SFNAS-DDPG: A Biomass-Based Energy Hub Dynamic Scheduling Approach via Connecting Supervised Federated Neural Architecture Search and Deep Deterministic Policy Gradient

The transition to a near-zero-emission power and energy industry for facing up to global warming issues is dominated by the use of renewable energy resources such as bioenergy and solar energy. When these resources are coordinated within an energy hub framework, the system's flexibility is increased and dispatchable energy is provided by enhancing the share of renewable-dominated power. This paper proposes a dynamic scheduling framework for an energy hub with a biomass-solar hybrid renewable system.

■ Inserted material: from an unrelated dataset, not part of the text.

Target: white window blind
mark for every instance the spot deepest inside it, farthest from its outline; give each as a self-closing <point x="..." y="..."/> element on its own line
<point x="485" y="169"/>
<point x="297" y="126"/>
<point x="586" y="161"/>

A hybrid forecasting model based on convolutional neural networks (CNNs) and Gated recurrent units (GRUs) is developed first to capture solar-related uncertainty sensibly, which will provide a great opportunity for the learning-based controller to determine an effective operation strategy in an optimal manner, especially on a cloudy-weather day. Then, a supervised federated neural architecture search (SFNAS) technique has been presented to eliminate the need for manual engineering of deep neural network models and the unnecessary computational burden associated with them. Finally, the deep deterministic policy gradient (DDPG), as an actor-critic deep reinforcement learning (DRL) methodology, enables the biomass-based energy hub to achieve cost-effective dynamic control strategies by addressing the decision-making problem as a highly dynamic continuous state-action model. The major conclusions of the numerical results show the effectiveness of the proposed SFNAS-DDPG method from average operating cost reduction up to 7.31% compared to the conventional DDPG model.